Azazeta (in Spanish Azáceta) is a village in Álava, Basque Country, Spain. The village belongs to the municipality of Arraya-Maestu. The extensive municipality of Arraia-Maeztu belongs to the Álava mountain range. Formed by several valleys around the Berrón (Arraia Valley) and Musitu (Laminoria Valley) streams, this large town is surrounded by the Iturrieta and Vitoria-Gasteiz mountains. Azaceta is located in the Sierra de Guereñu, in a small plain surrounded by high mountains.

The weather is cold, but healthy. There are abundant water sources.

Population
Currently the village comprises approximately thirty households, in which there are some sixty residents.

History

Azazeta is the village that gave name to the mountain pass leading to the village. The village is situated on both sides of the road, in a clearing in the mountains, just after beginning the descent from the port towards Maestu.

It is a small but very well maintained town both in its main square and in its buildings which are adorned with a profusion of flowers. It consists of 30 family houses. In the plaza, which adjoins the road there is a fountain which flows in what is the former washing place. Opposite, across the road, is the Social Center, which is also used as a tavern or bar.

In the first decades of the twentieth century there was a school with up to 45 children enrolled.

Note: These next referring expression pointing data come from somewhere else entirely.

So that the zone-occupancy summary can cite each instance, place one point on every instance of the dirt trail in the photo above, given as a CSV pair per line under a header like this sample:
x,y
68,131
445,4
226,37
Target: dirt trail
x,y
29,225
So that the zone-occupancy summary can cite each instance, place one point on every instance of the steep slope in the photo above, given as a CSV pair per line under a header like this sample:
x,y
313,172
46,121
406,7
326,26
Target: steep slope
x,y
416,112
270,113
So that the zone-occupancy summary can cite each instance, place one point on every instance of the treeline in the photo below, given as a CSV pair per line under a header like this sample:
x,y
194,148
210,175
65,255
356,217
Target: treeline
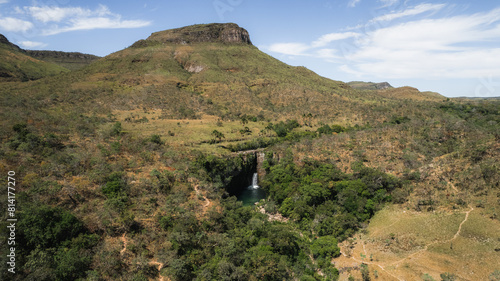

Currently the old school has been converted into a private home.

The village is currently inhabited by three families, although on feast days and weekends many people arrive to enjoy the pleasant climate in summer and surround themselves with tranquillity.

In the year 1025, documentation in San Millán de la Cogolla include the place name Azazaheta.

Monuments
The church in Azazeta is dedicated to the Nativity of Our Lady, and retains many remnants of its original construction. Under its rustic porch in the shape of a large arch, there is a beautiful sixteenth century portal. The present eighteenth-century altarpiece includes various pieces from the sixteenth century, among which is the seated image of Mary.

It is rectangular, narrowing at the head and has gothic vaults and a masonry factory. The altar has a typical Baroque altarpiece. To the left is the altar dedicated to Our Lady of the Rosary. On the right, the altar of Santiago. Both altars are baroque. The porch has a round arch. The square tower was built in 1822 by Master Mason Vicente Nanclares.

Celebrations
Patron feast day was previously celebrated on 16 April in honour of Saint Turibius. However, from 1939 celebrations on 25 July in honour of Saint James, patron saint of Spain, were honoured instead. The major feasts of Azaceta are celebrated during Santiago (Saint James), usually between the 24th and 26 July, during which they perform various types of activities: round parades, crafts and games for children, a grand chocolatada, bouncy castles, fellowship dinners and many more.